Or maybe a different way of doing it?
Problem:
Electrical circuit (12vDC) on my boat is supplied from the battery but on engine start there is a brief voltage drop. This doesnt affect any equipment other than the chartplotter (marine satnav) which shuts down. When re-started it takes a minute to boot up and find itself which can be a touch nervewracking at times!
Some boats deal with this by having the instrumentation powered by a separate battery to the one that is used exclusively for starting the battery, but that isn't really economically viable to retrofit
A friend has suggested that a capacitor and diode will provide adequate temporary power to maintain the voltage until the engine start is finished. The plotter draws maximum 13 watts at minimum operating volatge of 10.8 V.
Is this viable – and if so, what size Cap?
I am not too worried about load dump as there is little else to shed!
Alternatively (it has been suggested) a circuit with a small lead acid gel 12v battery that will cut in when the voltage drops and otherwise charge up when the main circuit voltage is at normal 13+V with engine running etc.
Best Answer
The voltage on a one farad cap will drop one volt per second given a uniform current draw of one ampere. Given three of the four values (capacitance C, acceptable voltage drop V, required hold time T, and current I) one can determine the value of the fourth using the equation CV=IT.

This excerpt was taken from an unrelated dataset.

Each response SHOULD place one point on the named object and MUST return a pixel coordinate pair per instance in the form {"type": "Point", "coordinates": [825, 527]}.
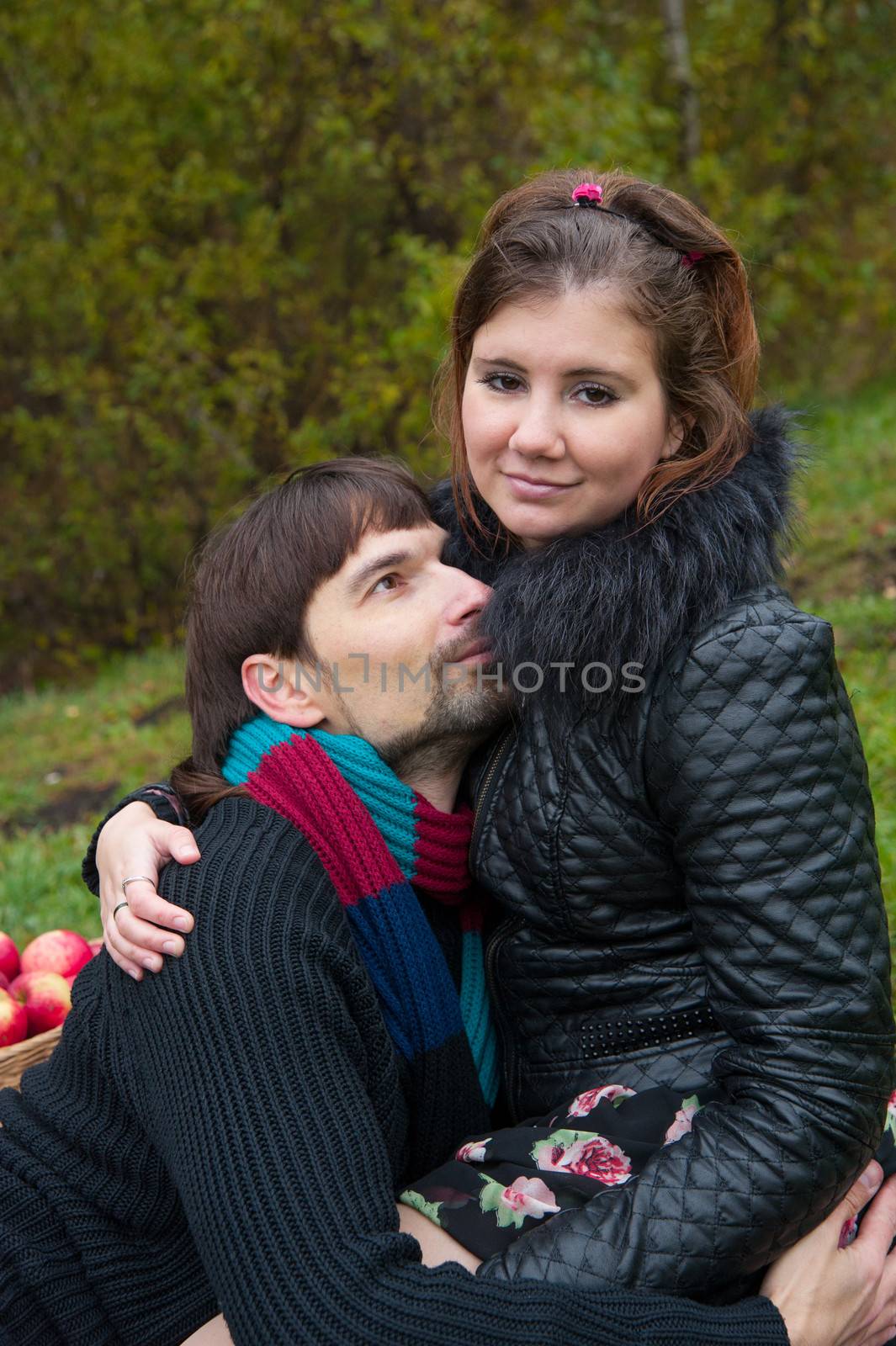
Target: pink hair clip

With regard to the capacitor and diode idea, you need to be aware that if one connects a large high-quality initially-discharged capacitor to an "already-on" power supply such as a battery, the cap will try to draw as much current as the supply will put out. It's conceivable a diode alone may work, but it would more likely turn into a "fryode" when the battery is connected; such a direct connection may also seriously damage the battery or the capacitor. Thus, rather than simply using a diode, you should use some kind of circuit which can safely handle that condition (charging a 1 farad cap to 12 volts will require 1200 amps for 10ms, 120 amps for 0.1 second, 12 amps for one second, or 1 amp for twelve seconds).
From an efficiency standpoint, you may be best off using a pair of switching-power-supply circuits, one of which would step your capacitor voltage up to some higher voltage, and one of which would step that higher voltage down to whatever your device needs. If your cap is charged to 12 volts, and your circuit will fail when it drops to 10, you'll only be able to use about 30% of your caps energy storage ability (the circuit will fail when the cap still has has about 70% of the energy that was put in). By contrast, if you were to charge a cap up to 35 volts and could operate down to 11 volts, and if you used a switching supply to extract energy from the cap, you could probably utilize more than 80% of the cap's energy storage capability. Given that large caps are expensive, the reduction in cap size may more than make up for the cost of the electronics.